The Restorative Justice Project Maine is rooted in an eclectic, evidence-based set of beliefs and practices:
- Restorative Justice is a grounding philosophy that fosters a Transformative Process for individuals and the community. It is rooted in a relational world-view emphasizing connection and community. This sense of interconnection is profoundly demonstrated by the Southern African concept of “Ubuntu” which loosely translates to: “A person is a person through people.” It is based on the belief that through connection, not exclusion, balance can be restored when harm has been done. The transformative approach requires faith that people have it within themselves to find their way through conflict when given a safe space and the opportunity for authentic communication to take place.
- Restorative Justice espouses to a Strengths-Based approach to mentoring. This is a process of practice rather than a theory. The primary goal is to assist individuals in identifying and building upon their innate strengths. This is based on the beliefs that:
- All human beings have the capacity to learn, grow and change
- All families have strengths
- We don’t know anyone’s upper limits
- All of our participants are creative, human beings doing the best they can at the moment
- Human beings do not make life changes overnight. Each of us goes through a process when we decide to make changes in our lives. The Restorative Justice Project utilizes a model of Stages of Change that teaches us that behavior change involves progression through six basic stages of change. This is a normal, human process and each individual thinks and behaves differently through each stage of the process of change. How a mentor relates to a participant during each stage of change can greatly impact how successful the mentoring experience is.

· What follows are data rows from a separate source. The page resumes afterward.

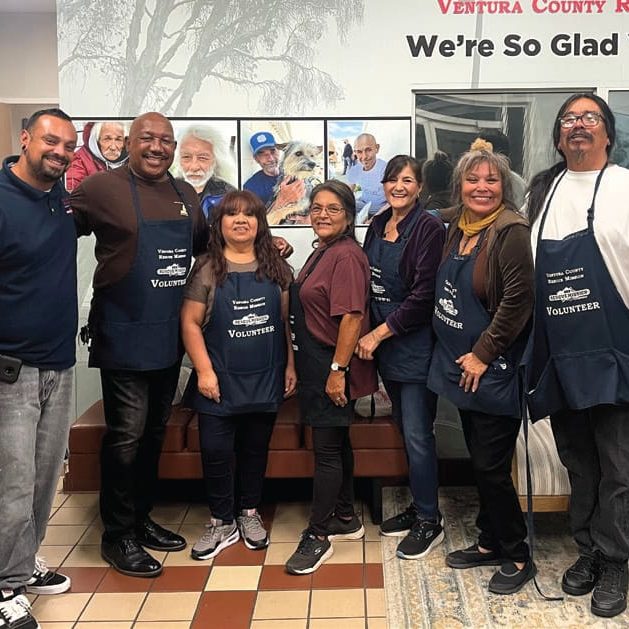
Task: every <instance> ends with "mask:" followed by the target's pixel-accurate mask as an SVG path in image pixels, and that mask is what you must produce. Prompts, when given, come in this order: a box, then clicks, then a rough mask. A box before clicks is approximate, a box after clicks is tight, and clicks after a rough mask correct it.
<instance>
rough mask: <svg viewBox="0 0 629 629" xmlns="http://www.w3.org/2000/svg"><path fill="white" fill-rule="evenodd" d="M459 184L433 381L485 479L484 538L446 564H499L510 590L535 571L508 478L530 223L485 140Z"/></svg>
mask: <svg viewBox="0 0 629 629" xmlns="http://www.w3.org/2000/svg"><path fill="white" fill-rule="evenodd" d="M452 182H453V195H452V196H453V201H454V202H455V210H456V214H455V216H454V217H453V220H452V221H451V222H450V228H449V230H448V235H447V239H446V246H445V248H444V256H443V261H442V263H441V266H440V267H439V273H438V274H437V284H436V293H435V307H434V315H433V327H434V330H435V334H436V336H437V342H436V345H435V349H434V352H433V359H432V363H431V365H430V373H429V376H428V386H429V387H430V388H431V389H432V390H433V391H434V392H435V393H438V394H439V395H442V396H444V397H446V398H447V399H448V400H450V401H451V402H452V403H453V404H454V405H455V406H457V407H458V409H459V414H460V416H461V423H462V425H463V433H464V435H465V442H466V444H467V447H468V450H469V452H470V456H471V459H472V466H473V468H474V475H475V479H476V483H477V485H478V493H479V498H480V509H479V514H478V517H477V520H476V524H477V526H478V528H479V529H480V535H479V538H478V542H477V543H476V544H473V545H472V546H470V547H469V548H466V549H462V550H457V551H454V552H451V553H450V554H449V555H448V556H447V558H446V563H447V564H448V565H449V566H450V567H452V568H472V567H474V566H486V565H491V566H493V565H500V566H501V567H500V569H499V570H498V571H497V572H496V573H495V574H494V575H493V577H492V578H491V580H490V581H489V590H490V592H494V593H496V594H512V593H514V592H517V591H518V590H519V589H521V588H522V586H523V585H524V584H525V583H526V582H527V581H529V580H530V579H532V578H533V577H534V576H535V572H536V569H535V565H534V564H533V562H532V560H531V558H530V553H529V547H528V545H527V543H526V541H525V539H526V535H527V531H526V525H525V523H524V518H523V516H522V511H521V509H520V504H519V502H518V497H517V494H516V491H515V488H514V486H513V481H512V479H511V462H512V459H513V452H514V449H515V444H516V440H517V437H518V433H519V430H520V423H521V421H520V395H519V391H520V387H519V383H518V375H517V366H518V364H519V362H520V358H521V356H522V351H523V346H524V343H525V340H526V334H527V332H528V324H529V320H530V316H531V312H532V309H533V263H532V255H531V247H530V239H529V228H528V224H527V222H526V221H525V220H524V219H523V218H522V217H521V216H519V215H518V214H517V213H516V211H515V206H514V204H513V201H512V188H511V178H510V170H509V162H508V160H507V158H506V157H504V156H503V155H501V154H499V153H493V152H492V150H491V144H489V143H488V142H485V141H484V140H476V142H474V144H473V145H472V148H471V150H470V151H469V152H467V153H465V154H464V155H463V156H462V157H461V158H460V160H459V162H458V164H457V166H456V168H455V171H454V175H453V180H452Z"/></svg>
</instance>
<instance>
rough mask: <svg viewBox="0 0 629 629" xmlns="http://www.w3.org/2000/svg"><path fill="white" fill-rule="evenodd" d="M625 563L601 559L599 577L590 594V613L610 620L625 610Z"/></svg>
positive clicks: (626, 570) (626, 571)
mask: <svg viewBox="0 0 629 629" xmlns="http://www.w3.org/2000/svg"><path fill="white" fill-rule="evenodd" d="M628 577H629V575H628V573H627V562H626V561H625V562H623V563H616V562H614V561H608V560H607V559H604V558H601V576H600V578H599V580H598V583H597V584H596V586H595V588H594V591H593V592H592V604H591V609H592V613H593V614H594V615H596V616H603V618H612V617H613V616H617V615H618V614H622V612H624V611H625V609H627V584H628Z"/></svg>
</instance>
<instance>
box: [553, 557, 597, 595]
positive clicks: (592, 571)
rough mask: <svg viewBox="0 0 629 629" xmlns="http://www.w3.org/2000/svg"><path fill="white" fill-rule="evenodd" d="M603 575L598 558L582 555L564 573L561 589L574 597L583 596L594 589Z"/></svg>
mask: <svg viewBox="0 0 629 629" xmlns="http://www.w3.org/2000/svg"><path fill="white" fill-rule="evenodd" d="M600 574H601V567H600V564H599V562H598V559H597V558H596V557H590V556H588V555H581V556H580V557H579V558H578V559H577V560H576V561H575V562H574V563H573V564H572V565H571V566H570V567H569V568H568V569H567V570H566V571H565V572H564V573H563V578H562V579H561V589H562V590H563V591H564V592H565V593H566V594H572V596H583V595H584V594H588V593H589V592H591V591H592V590H593V589H594V586H595V585H596V583H597V582H598V579H599V577H600Z"/></svg>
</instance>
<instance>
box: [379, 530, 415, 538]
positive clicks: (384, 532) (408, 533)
mask: <svg viewBox="0 0 629 629" xmlns="http://www.w3.org/2000/svg"><path fill="white" fill-rule="evenodd" d="M410 532H411V529H404V530H403V531H383V530H382V529H380V535H382V536H383V537H406V536H407V535H408V534H409V533H410Z"/></svg>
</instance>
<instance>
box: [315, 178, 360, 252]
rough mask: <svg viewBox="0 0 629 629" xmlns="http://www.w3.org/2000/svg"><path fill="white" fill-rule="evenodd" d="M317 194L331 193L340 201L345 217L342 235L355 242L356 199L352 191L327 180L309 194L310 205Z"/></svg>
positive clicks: (315, 187)
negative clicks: (343, 233) (344, 228)
mask: <svg viewBox="0 0 629 629" xmlns="http://www.w3.org/2000/svg"><path fill="white" fill-rule="evenodd" d="M319 192H331V193H332V194H335V195H336V196H337V197H338V198H339V200H340V201H341V205H342V206H343V209H344V210H345V214H346V216H347V222H348V227H347V231H346V232H345V233H344V234H342V235H343V236H349V237H350V238H353V239H354V240H356V229H355V227H356V197H355V196H354V192H353V191H352V189H351V188H350V187H349V186H348V185H347V184H346V183H343V182H342V181H340V180H338V179H328V180H327V181H324V182H323V183H320V184H317V185H316V186H315V187H314V188H313V189H312V192H311V193H310V203H312V202H313V201H314V199H315V197H316V196H317V195H318V194H319Z"/></svg>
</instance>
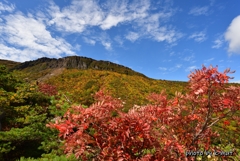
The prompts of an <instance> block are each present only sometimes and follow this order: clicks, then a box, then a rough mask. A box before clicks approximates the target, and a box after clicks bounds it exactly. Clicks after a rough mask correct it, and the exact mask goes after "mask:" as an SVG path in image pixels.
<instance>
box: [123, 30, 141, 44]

- Motivational Interviewing is a way of “being” with an individual as he/she progresses through Stages of Change. All humans experience “ambivalence” regarding change. Motivational Interviewing helps individuals to better understand that ambivalence, so they are better able to make healthy decisions regarding change. By helping participants address the fluctuation between opposing behaviors and thoughts, the mentor provides a safe environment for the participant to think about change.
- All human beings have certain Basic Needs that need to be addressed in a relatively progressive order for an individual to reach his/her full potential. Abraham Maslow has provided a hierarchy of needs that can be utilized as a road map for mentors in working with participants: Physiological needs (food, clothing, shelter) are the first primary needs that must be addressed; followed by safety needs; needs of love, affection and belongingness; needs for self esteem; and, finally, needs for self-actualization.
- The majority of RJP participants have experienced some form of poverty, whether generational, situational, or working-class poverty. Poverty stereotypes and judgments must be challenged in order to break Poverty Barriers. Growing up in poverty does cause pain, and this environment impacts a person’s ability to develop to his/her full potential. However, people are dynamic, not static. Resources, opportunities and connections can assist people to success in education, employment and life. Poverty hurts, but it does not leave a “deficient” person that needs to be fixed or compensated for. Poverty is deficient; people are incredible and have many strengths to contribute to their growth.